Agricultural Research Service

Title: Gene Expression Profiling in Soybean Plants Resistant Or Susceptible to Soybean Cyst Nematode (Scn) Using Microarray Analysis.

Authors
item Khan, Rana - UNIVERSITY OF MARYLAND
item Alkharouf, Nadim - GEORGE MASON UNIVERISTY
item Beard, Hunter
item Macdonald, Margaret
item Knap, Halina - CLEMSON UNIV. CLEMSON, SC
item Matthews, Benjamin

Submitted to: BARC Poster Day
Publication Type: Abstract Only
Publication Acceptance Date: May 25, 2001
Publication Date: N/A

Technical Abstract: Soybean cyst nematode (SCN) is a major pest of soybean causing losses in millions of dollars.
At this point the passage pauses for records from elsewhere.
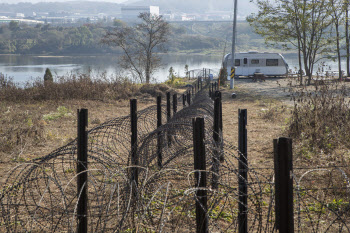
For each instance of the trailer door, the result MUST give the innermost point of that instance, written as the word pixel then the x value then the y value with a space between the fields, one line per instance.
pixel 245 67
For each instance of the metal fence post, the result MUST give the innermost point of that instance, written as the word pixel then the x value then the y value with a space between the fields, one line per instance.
pixel 189 98
pixel 174 103
pixel 243 167
pixel 283 161
pixel 82 176
pixel 217 146
pixel 134 158
pixel 168 106
pixel 159 136
pixel 200 175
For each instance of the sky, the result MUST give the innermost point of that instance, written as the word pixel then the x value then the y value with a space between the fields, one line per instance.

The presence of SCN elicits a variety of defense responses in the soybean plant. The resistance of soybean to SCN is a multigenic trait that varies depending upon the genotypes of soybean and SCN. Elucidation of the gene expression profile of defined soybean genotypes will be useful for developing soybean plants with improved resistance to present and evolving SCN races. Furthermore, it will help in understanding the molecular mechanisms underlying resistance in this, and other plant-pathogen interactions. In order to provide a genome-wide analysis of the soybean genes that are expressed specifically in the roots of a resistant and a susceptible cultivar in response to a specific SCN isolate, microarray technology was used. Microarrays were produced that display PCR amplified cDNA inserts from approximately 1500 root-specific genes. These genes are derived from cDNA libraries made from root tissue of resistant soybean cultivars infected or not infected by SCN. The arrays were hybridized with probes derived from root mRNA of Peking (resistant) or Kent (susceptible) cultivars two days after infection with SCN. The number of genes that were induced in the presence of SCN was higher in the resistant cultivar as compared to the susceptible cultivar. Among the genes induced specifically in the resistant soybean variety are defense-related genes, potential regulatory factors such as kinases, phosphatases and transcription factors, and a number of genes encoding proteins of unknown function. These results provide some insights into the mechanisms used by soybean to respond to SCN attack.